NVIDIA RTX4090 ML-AI and Scientific Computing Performance (Preliminary)

Table of Contents

Introduction

This post presents preliminary ML-AI and Scientific application performance results comparing NVIDIA RTX 4090 and RTX 3090 GPUs. These are early results using the NVIDIA CUDA 11.8 driver.

The applications tested are not yet fully optimized for compute capability 8.9 i.e. sm89, which is the compute CUDA level for the Ada Lovelace architecture. That should be fully supported with CUDA 12. The testing will be revisited after further launches of the Lovelace arch series GPUs and rebuilt applications at this higher CUDA compute capability.

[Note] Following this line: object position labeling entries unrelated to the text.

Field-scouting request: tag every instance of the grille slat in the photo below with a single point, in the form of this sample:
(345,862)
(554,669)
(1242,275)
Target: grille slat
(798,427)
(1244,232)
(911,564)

The RTX 4090 does not disappoint! NVIDIA has managed, yet again, to push performance improvements to nearly double over last generation. Those days are long gone on the CPU side and may be coming to an end for NVIDIA too, given CEO Jensen Huang's comment at GTC Fall 2022, “Moore’s Law is dead.” However, I suspect that they will still manage to impress with future generations. For now, the Ada Lovelace and Hopper architectures offer tremendous performance.

Test Systems

AMD Threadripper Pro Test Platform

CPU AMD Threadripper PRO 5995WX 64 Core
CPU Cooler Noctua NH-U14S TR4-SP3
Motherboard Asus Pro WS WRX80E-SAGE SE WIFI
RAM 8x DDR4-3200 16GB ECC Reg. (128GB total)
NVIDIA GeForce RTX 4090 24GB
NVIDIA GeForce RTX 3090 24GB
Ubuntu 22.04 Linux
NVIDIA Enroot 3.4

Containerized Applications From NVIDIA NGC

HPL 2.3 High Performance Linpack tag: nvcr.io/nvidia/hpc-benchmarks:21.4-hpl
HPCG 3.1 High Performance Conjugate Gradient solver tag: nvcr.io/nvidia/hpc-benchmarks:21.4-hpcg3.1
NAMD 3.0a11 Molecular Dynamics tag: nvcr.io/hpc/namd:3.0-alpha11
LAMMPS Molecular Dynamics tag: nvcr.io/hpc/lammps:patch_4May2022
TensorFlow 1.15.5 ML/AI framework tag: nvcr.io/nvidia/tensorflow:22.09-tf1-py3
PyTorch 1.13.0a0 ML/AI framework tag: nvcr.io/nvidia/pytorch:22.09-py3

Benchmarks

The charts below show the excellent compute performance of the RTX 4090 in comparison with the also excellent RTX 3090. Keep in mind that these are preliminary results with application that are not fully optimized for the new compute level 8.9 for the Ada Lovelace architecture.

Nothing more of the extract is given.